O romancista francês Georges Bernanos (1888-1948) é mais conhecido pelas adaptações literárias de suas obras. “Diário de um Pároco de Aldeia” (1951) e “Mouchette, A Virgem Possuída” (1967) – ambos de Robert Bresson – e “Sob o Sol de Satã” (1987), de Maurice Piallat, que rendeu à França uma das Palmas de Ouro mais polêmicas do Festival de Cannes. Longe das livrarias brasileiras e raros nos sebos, os livros do escritor, que morou em Barbacena (MG), ganham novas edições publicadas pela É Realizações, que pretende relançar toda a obra.
O primeiro da lista é o romance de estreia de Bernanos, “Sob o Sol de Satã” (É Realizações, 320 p, tradução Jorge de Lima, R$53), publicado em 1926. Escritor católico, ele nunca fez de sua obra panfleto de conversão religiosa, nem tampouco transformou personagens em figuras míticas (ou até místicas). Logo em seu primeiro livro acontece um embate entre um padre e o diabo.
Um padre de uma pequena aldeia duvida de sua vocação religiosa e enquanto anda por uma estrada encontra o próprio Satã. Donissan é o protagonista, um padre querido na sua região, mas que no fundo é uma figura atormentada – a primeira da coleção de Bernanos de personagens consumidos por conflitos internos.
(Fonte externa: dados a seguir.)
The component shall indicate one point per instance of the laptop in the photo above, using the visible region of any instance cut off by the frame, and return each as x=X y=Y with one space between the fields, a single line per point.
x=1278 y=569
Já no prólogo de “Sob o Sol de Satã” conhecemos Mouchette – que mais tarde será tema de outro livro. Jovem adolescente do campo que engravida de um marquês, acaba o matando e seduzindo um médico para que ele lhe faça um aborto. O corpo, tanto dessa personagem quanto de Donissan, passa por provações. Ele é adepto de práticas condenadas até por seus superiores. Acredita que, talvez, pelo sofrimento da carne possa estar mais perto do Paraíso. Donissan ganha status de um santo vivo na sua aldeia, e, graças a algumas de suas ações, essa posição só tende a ganhar força.
Os temas que serão caros à obra de Bernanos começam a ganhar contorno nesse “Sob o Sol de Satã”. O conflito espiritual entre o bem e o mal – o divino e o mundano – são capazes de guia o destino dos homens. Quando os caminhos de Donissan e Mouchette se cruzam, é que o escritor traz para suas páginas um grande embate. Tão grande, que Piallat, em seu filme, parece não ter conseguido o captar muito bem.